Second, an impression: A few weeks ago I decided to give Twitter a try. I’d dabbled in the Twittersphere before, but never as more than a visitor or onlooker. But now that I spend a large portion of my day with a baby on my boob and one hand free, it seemed like a good time to explore social media. Turns out, I really like Twitter! I know, welcome to 2009. Top 3 favorite things about Twitter: Moments (quick pulse on hypercurrent events), Interacting with known entities (got help from Optimum and advice from a baby carrier company), and Hashtag games (fun!). I am still warming up to the idea of posting random musings and opinions. Are my ideas worthy of immortality? Do I sound self-important? But experimenting with self-expression is a good exercise at least.

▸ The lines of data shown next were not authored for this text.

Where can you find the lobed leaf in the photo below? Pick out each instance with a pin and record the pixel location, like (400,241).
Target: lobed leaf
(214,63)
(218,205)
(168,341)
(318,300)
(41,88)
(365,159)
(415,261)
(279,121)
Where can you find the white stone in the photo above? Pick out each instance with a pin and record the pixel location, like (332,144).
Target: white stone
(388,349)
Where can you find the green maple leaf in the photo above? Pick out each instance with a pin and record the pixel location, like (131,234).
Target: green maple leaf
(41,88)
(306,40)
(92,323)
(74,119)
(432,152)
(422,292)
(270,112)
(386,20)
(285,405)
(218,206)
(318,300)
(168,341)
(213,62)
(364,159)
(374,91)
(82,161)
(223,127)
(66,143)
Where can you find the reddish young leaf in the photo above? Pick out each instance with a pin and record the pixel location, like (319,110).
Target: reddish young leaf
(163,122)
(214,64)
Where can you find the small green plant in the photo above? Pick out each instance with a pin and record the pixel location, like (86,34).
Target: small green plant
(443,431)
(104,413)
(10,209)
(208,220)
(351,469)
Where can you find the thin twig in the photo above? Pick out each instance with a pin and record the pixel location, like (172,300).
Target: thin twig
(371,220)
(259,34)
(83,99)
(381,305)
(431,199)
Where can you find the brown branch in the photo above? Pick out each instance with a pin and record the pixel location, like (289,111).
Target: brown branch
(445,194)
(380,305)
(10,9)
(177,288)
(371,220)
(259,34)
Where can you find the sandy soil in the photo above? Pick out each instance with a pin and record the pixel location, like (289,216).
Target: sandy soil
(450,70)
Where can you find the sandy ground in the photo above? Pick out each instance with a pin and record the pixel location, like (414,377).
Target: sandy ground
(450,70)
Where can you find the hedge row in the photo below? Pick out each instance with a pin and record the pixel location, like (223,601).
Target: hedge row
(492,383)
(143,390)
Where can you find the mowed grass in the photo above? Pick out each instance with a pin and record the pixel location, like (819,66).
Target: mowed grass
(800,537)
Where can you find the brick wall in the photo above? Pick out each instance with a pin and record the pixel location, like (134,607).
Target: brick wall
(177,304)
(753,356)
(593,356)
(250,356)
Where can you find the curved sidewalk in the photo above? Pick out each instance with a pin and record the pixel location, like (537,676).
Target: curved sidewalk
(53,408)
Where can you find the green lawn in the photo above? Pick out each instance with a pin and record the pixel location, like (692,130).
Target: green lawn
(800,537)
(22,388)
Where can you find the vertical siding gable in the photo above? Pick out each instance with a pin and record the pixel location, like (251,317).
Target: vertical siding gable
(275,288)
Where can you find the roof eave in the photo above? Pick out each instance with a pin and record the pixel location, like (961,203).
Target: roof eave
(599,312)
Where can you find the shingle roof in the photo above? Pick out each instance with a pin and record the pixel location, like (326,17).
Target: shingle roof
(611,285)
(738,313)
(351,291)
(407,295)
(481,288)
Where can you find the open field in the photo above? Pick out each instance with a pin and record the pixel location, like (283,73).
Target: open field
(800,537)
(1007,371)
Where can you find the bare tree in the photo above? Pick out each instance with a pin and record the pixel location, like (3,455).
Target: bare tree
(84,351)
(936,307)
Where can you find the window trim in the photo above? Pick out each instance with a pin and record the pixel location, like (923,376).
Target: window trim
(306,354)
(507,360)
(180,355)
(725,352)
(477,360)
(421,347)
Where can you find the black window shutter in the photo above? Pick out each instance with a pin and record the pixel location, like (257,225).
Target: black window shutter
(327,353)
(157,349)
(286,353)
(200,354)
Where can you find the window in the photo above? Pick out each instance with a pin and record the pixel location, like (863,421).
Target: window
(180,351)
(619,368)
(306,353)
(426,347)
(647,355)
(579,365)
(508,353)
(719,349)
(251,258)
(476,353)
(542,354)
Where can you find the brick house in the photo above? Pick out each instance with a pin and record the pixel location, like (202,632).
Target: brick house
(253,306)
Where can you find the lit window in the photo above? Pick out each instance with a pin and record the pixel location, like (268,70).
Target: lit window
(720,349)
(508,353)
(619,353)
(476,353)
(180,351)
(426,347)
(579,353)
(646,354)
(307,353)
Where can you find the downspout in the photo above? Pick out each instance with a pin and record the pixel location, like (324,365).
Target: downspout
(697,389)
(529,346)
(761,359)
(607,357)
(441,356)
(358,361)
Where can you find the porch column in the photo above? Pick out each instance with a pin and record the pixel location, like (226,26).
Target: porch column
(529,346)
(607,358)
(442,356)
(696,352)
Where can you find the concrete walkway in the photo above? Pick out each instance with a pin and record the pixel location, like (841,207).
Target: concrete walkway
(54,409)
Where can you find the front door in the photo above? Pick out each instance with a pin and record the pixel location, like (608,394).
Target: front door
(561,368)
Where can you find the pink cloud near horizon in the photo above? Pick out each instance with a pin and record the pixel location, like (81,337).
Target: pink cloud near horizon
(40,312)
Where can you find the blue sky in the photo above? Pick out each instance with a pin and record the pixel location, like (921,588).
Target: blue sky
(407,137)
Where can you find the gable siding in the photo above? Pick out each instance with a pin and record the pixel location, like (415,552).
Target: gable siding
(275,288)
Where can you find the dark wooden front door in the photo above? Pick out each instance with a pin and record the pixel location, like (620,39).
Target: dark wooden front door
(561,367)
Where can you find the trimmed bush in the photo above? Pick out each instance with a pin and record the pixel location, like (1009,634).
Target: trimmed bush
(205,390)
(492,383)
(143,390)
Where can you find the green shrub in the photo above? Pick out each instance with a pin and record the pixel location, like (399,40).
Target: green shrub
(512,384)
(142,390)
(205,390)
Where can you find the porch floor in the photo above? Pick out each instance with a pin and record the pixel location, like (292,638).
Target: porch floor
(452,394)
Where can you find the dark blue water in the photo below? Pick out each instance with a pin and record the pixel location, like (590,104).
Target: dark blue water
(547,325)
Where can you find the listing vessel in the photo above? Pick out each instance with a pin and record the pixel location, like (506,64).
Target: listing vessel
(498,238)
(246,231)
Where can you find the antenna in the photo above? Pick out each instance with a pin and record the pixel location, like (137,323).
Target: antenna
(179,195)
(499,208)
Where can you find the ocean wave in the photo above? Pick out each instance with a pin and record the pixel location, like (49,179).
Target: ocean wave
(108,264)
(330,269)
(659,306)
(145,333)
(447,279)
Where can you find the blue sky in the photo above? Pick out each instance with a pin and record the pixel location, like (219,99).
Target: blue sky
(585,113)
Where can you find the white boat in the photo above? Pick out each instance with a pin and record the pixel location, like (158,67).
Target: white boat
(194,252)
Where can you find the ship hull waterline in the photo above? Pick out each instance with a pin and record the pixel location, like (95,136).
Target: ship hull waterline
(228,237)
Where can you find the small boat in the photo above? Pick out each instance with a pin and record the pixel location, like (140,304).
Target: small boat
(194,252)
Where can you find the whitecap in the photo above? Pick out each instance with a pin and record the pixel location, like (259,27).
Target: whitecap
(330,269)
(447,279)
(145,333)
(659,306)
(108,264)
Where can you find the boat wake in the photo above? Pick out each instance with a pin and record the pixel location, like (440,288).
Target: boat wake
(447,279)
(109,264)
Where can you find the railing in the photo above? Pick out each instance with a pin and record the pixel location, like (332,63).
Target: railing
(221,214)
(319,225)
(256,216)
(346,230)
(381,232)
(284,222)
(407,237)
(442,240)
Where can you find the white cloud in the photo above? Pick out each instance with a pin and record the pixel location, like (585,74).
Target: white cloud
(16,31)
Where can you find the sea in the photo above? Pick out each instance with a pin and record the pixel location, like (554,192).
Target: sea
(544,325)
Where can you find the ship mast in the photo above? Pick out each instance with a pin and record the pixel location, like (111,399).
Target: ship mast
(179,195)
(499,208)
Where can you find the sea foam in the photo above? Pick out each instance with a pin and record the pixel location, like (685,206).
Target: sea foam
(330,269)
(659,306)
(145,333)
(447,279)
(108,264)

Third, a discussion: I have a patient who has a progressive neurological disorder that affects his speech. Every morning that I go to see him I ask how he is and his answer is always the same: “Wonderful”. Whenever I tell him to use a louder voice, he insists his wife will tell him to stop yelling. Despite his dysfluencies and difficult to understand speech, he purposefully mispronounces certain words to get a laugh. All of this behind his masked facies. Yesterday I asked him why he was having a particularly quiet day. He reminded me of the degenerative nature of his disease and told me, “what you see is what you get.”